首が離れるっ…っていう所で首がくっ付いた。
えー…死なないじゃん。
再生能力かよ。
魔法なら死ぬかな?
「ぁ…が…ぐ」
「とりあえず、ソルレーザー」
光の柱を落としてみる。視界が白く染まり、ヒロトの断末魔の叫びが聞こえてくるけれど、そろそろ死んでくれないかね?
ソルレーザーを解除。プスプスと黒騎士の鎧が溶け、中身のヒロトは回復…というか再生していく。なんか再生スピードが上がっている気がする。
「アスティ、早くしてよ。もうこいつどうでも良いわ」
「えー…ヘンリエッテを殺そうとしたんだよ? なんとかして殺したいじゃん」
「これくらいすれば帝国でも対応出来るわよ。封印魔法を重ね掛けすれば良いし」
「ぶぅー。アビスフレイム」
「がぁぁあぁあぁ!」
燃やしても死なない。
どうやったら死ぬかなぁ。
うーむ…
「アビスフロスト、エナジーセーブ。リアちゃーん、どうやったら死にますかー?」
困った時のリアちゃん。
とりあえず氷の手枷と足枷を着けて拘束しておく。
リアちゃーん。見てるー?
「アスきゅん、これ契約書」
…いや、次元の歪みから手だけ出して来ないでよ。怖いじゃん…あっ、消えた。
なになに…復讐に駆られた場合、次元牢獄、千重の苦、全能力没収などなど…など…などなど好きな奴を選択。

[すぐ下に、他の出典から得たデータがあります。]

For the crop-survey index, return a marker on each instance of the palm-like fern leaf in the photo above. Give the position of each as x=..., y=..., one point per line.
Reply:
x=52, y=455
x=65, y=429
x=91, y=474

…適当だなぁ。つまりこの場合、千重の苦を経験しないと死なないのか。
「えー…千回殺さなきゃいけないの? 面倒だなぁ…」
「だから言ったじゃない。帰るわよ」
「はいはい。じゃあ皇帝さん、この男の処分は任せます」
「あぁ、任せろ」
後は…アレスティアさんは私に敵意を持っているから、えーっと…あっ、居た。ベアトリスクの暗部さん、ちょっとおいでー。
「これをコーデリアに渡して下さい」
「…これは?」
「渡したら解ります」
「…はい」
「ちゃんと渡してくれたら、あなたと、もう一人に掛けられた呪いを解いてあげますよ」
「っ……わかりました」
ベアトリスクの暗部さんには反抗したら自害する呪いが掛けられているからね。さて、帰るかな。
とりあえず状況を整理しないと、訳解らない。
「もう襲撃は無さそうですし…あっ、第一皇女さん、ヘルちゃんに感謝して下さいね」
「…分かっている。あの……いや、なんでもない」
「まぁ言いたい事は解ります。そうですね…明日の朝、パンパンに来て下さい。質問くらいには答えますよ」
「…わかったわ。ありがとう」
少しは素直になったかな。
よしっ、帰ろう帰ろう。
リアちゃーん。
おっ、私の足下に紫色の魔法陣…ヘルちゃんおいでー。
あれ? ヘルちゃんがくっ付こうとしたら柔らかい透明な壁が…
「…なんか私達の間にあるわね」
「多分これムルムーだね。今空気に徹しているから話し掛けても無視されるよ。ミズキさんここどうぞ」
「ありがとう…なんかここ湿ってるんだけど…」
「そこはムルムーの口元ですからね」
「えっ、ちょっと待ってよー! 入る場所無いじゃん!」
「ちょっ、狭い狭い! ヘンリエッテ押さないでっ!」
「怖かったんだから置いて行かないでよー!」
「その装備で抱き付くなやっ! あぐっ、ぐるぢぃ…」
バシュンっと転移。
ここは…パンパンのホールだな。
ヘンリエッテ離れろ。
店員さん達が手作りの飾りを壁に付けている…フラムちゃんが看板を運んできた。
『ヘンリエッテちゃんお疲れ様!』と書かれた看板…隅に小さくガキィィインと書いてある…笑うからやめれ。
「あっ、みんなおかえりー。もうすぐ準備出来るから待っててねー」
「うん、手伝うよ。ヘンリエッテとミズキさんは主役だからそこら辺に座ってて」
二人を座らせ、フラムちゃんと一緒に打ち上げの準備。
準備する時って楽しいな…でもいざ打ち上げが始まるとボッチになるから、今の内に傍に居ようねアピールをしないといけない。
「アスティちゃんは偽物が居ても気にしないの?」
「うん、私の中では…アレスティア王女っていう重荷を背負ってくれる良い人って認識だね」
「ふーん。なんかややこしいよね。アレスティア王女が居て、天使アレスティアが居るから」
「まぁね。王女と天使は別人という認識を植え付けないと面倒なんだよねぇ…王女は第二皇子と婚約して、天使は第二皇女と婚約…勘違いする人が増えそうだよ」
いっその事私はアレスティア・フーツー・ミリスタンという名前を捨てて、別の名前…アスティ・エライザになれば良いかも。でもアレスティアという名前は好きだし…アレスティア・エライザ、かな。
うん、良いね。
名前がまともになった。浸透させよう。
フーツーって言うの微妙に恥ずかしかったからさ…
「アスティ、じゃあ私は結婚したらヘルトルーデ・エライザになるのかしら?」
「そうだねー。私と結婚したらエライザさんだよっ」
店員さん達がピタリと止まり、何かを思い浮かべるように上を向いた。そしてウンウンと頷く…ねぇ、みんなエライザさんになろうとしている?